The current state of international affairs is consequently advantageous for Pyongyang, which is seizing the opportunity to “upgrade its ballistic arsenal,” as Raphael Pierre states. The “irreversible” character of North Korea’s status as nuclear power was officially acknowledged by the country in September. In a nutshell, the authoritarian leadership now has the legal authority to carry out a preventative nuclear strike whenever it deems that it is in danger. “North Korea wants to be seen as a state with nuclear weapons and these tests are a method of demonstrating its credibility,” notes the PhD student, who goes on to specify that the dictatorship does not aim to use the atomic bomb in any form. “These tests are a way of proving its credibility,”
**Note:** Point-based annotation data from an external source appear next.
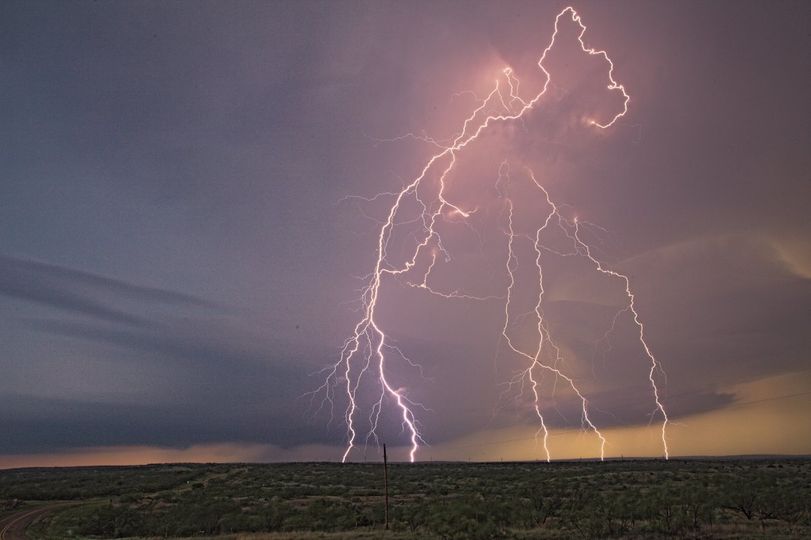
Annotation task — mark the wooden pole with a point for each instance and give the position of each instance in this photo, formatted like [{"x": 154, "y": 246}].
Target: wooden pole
[{"x": 386, "y": 484}]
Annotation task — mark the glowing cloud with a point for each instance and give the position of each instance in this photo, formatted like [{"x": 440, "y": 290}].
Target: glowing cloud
[{"x": 368, "y": 352}]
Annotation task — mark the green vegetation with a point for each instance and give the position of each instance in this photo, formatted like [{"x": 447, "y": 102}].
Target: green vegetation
[{"x": 619, "y": 499}]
Pyongyang has unequivocally demonstrated that it does not intend to denuclearize its nuclear arsenal. According to Antoine Bondaz’s recollection, “the constitution was revised in 2012 to include nuclear weapons; to my knowledge, it is the only country in the world that has done that.” The most recent North Korean ballistic tests involved missiles with a range between short and medium.
Attacks with missiles directed at “American imperialism”
Because of Pyongyang’s ballistic tests, which contribute to the modification of the existing power balance on the peninsula. The tensions are also very apparent, as seen by the fact that the vice president of the United States travelled to Seoul the week before last in order to fortify the security partnership with South Korea. A few hours later, Kim Jong-un issued orders for the launch of two ballistic missiles with a short range. In recent weeks, Seoul, Tokyo, and Washington have significantly increased the scale of their cooperative military training, which includes anti-submarine warfare drills as well as large-scale naval operations. The North Korean government pays a lot of attention to the geopolitical situation in its neighbourhood.
“The tensions in Taiwan [between Washington and Beijing] encourage North Korea in the perception that “American imperialism” is a real threat. [Citation needed]” According to Pyongyang, the United States has “colonised” the southern portion of the Korean peninsula, as Raphaelle Pierre points out. The international diplomacy of Joe Biden, who has returned to a line comparable to that of Barack Obama and, unlike his predecessor, has not attempted to get closer to Kim Jong-un, is another factor that contributes to the revitalised aggressiveness of Pyongyang. Biden has returned to a line similar to that of Barack Obama.